Thomason has also criticized alleged cases of xenoglossy from a professional point of view as a linguist. Her article Past tongues remembered? has been reprinted in different publications and translated into French and German. Thomason has examined, among others, the cases presented by author Ian Stevenson. In Stevenson's works Xenoglossy: A Review and Report of A Case, and Unlearned Language: New Studies in Xenoglossy, he presents the case studies of subjects who claimed to remember having lived past lives and to be able to speak in a foreign language when they were under hypnosis. In Stevenson's opinion, their ability to speak a foreign language without having been exposed to it could be proof of reincarnation. Thomason, however, analyzed those cases and concluded that the subjects did not show real knowledge of the foreign language they said they were able to speak. Thomason pointed out that the performance of the individuals was by far not to the standards of that of a native speaker, as they showed very limited vocabulary and poor grammar in the foreign language. Thomason also noticed that the speech produced was many times limited to a repetition of some phrases or short answers, and it sometimes included words in a language different from the one subjects claimed to be able to speak. Thomason argues that the structure of the experiment allowed for the subjects to be able to guess the meaning of some of the questions by the hypnotists. She concludes that none of the individuals studied by Stevenson could prove xenoglossy, and that their knowledge of the foreign language could be explained by a combination of natural means such as exposure to the language, use of cognates, and guesses, amongst other resources.

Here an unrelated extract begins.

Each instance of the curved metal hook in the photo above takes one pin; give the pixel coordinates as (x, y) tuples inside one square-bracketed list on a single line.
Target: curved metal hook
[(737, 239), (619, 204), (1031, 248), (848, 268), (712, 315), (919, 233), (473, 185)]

She is one of the Language Log bloggers.

== Honors ==
Thomason has been a regular contributor to academic journals and publications specializing in the field of linguistics, as well as a guest lecturer at different universities around the world and a speaker at international conferences.

From 1988 to 1994, she was the editor of Language, the journal of the Linguistic Society of America (LSA). In 1999, she was the Collitz Professor at the LSA summer institute. In 2006, she was elected a Fellow of the LSA, and, in 2009, she served as President of the LSA. In 2000, she was President of the Society for the Study of the Indigenous Languages of the Americas. She was also Chair of the Linguistics and Language Sciences section of the American Association for the Advancement of Science in 1996, and Secretary of the section from 2001 to 2005.

She is currently an associate editor for the Journal of Historical Linguistics, as well as part of the advisory board of the Journal of Language Contact.

==Personal==
She is married to the philosopher and computer scientist Richmond Thomason and is the mother of the linguist Lucy Thomason. Her mother was the ichthyologist Marion Griswold Grey.

==Selected works==
- Thomason, Sarah G. and Terrence Kaufman (1988). Language contact, creolization, and genetic linguistics. Berkeley: University of California Press. ISBN 0-520-07893-4.
- Thomason, Sarah G. (2001). Language contact: an introduction. Georgetown University Press, 2001.
- Thomason, Sarah G. (2015). Endangered Languages: An Introduction. Cambridge University Press, 2015.
- Thomason, Sarah G. (1987) Past tongues remembered? The Skeptical Inquirer. Committee for Skeptical Inquiry. 11:367-75
- Thomason, Sarah G. (1984) Do you remember your previous life's language in your present incarnation?. American Speech. Duke University Press. 59:340-350.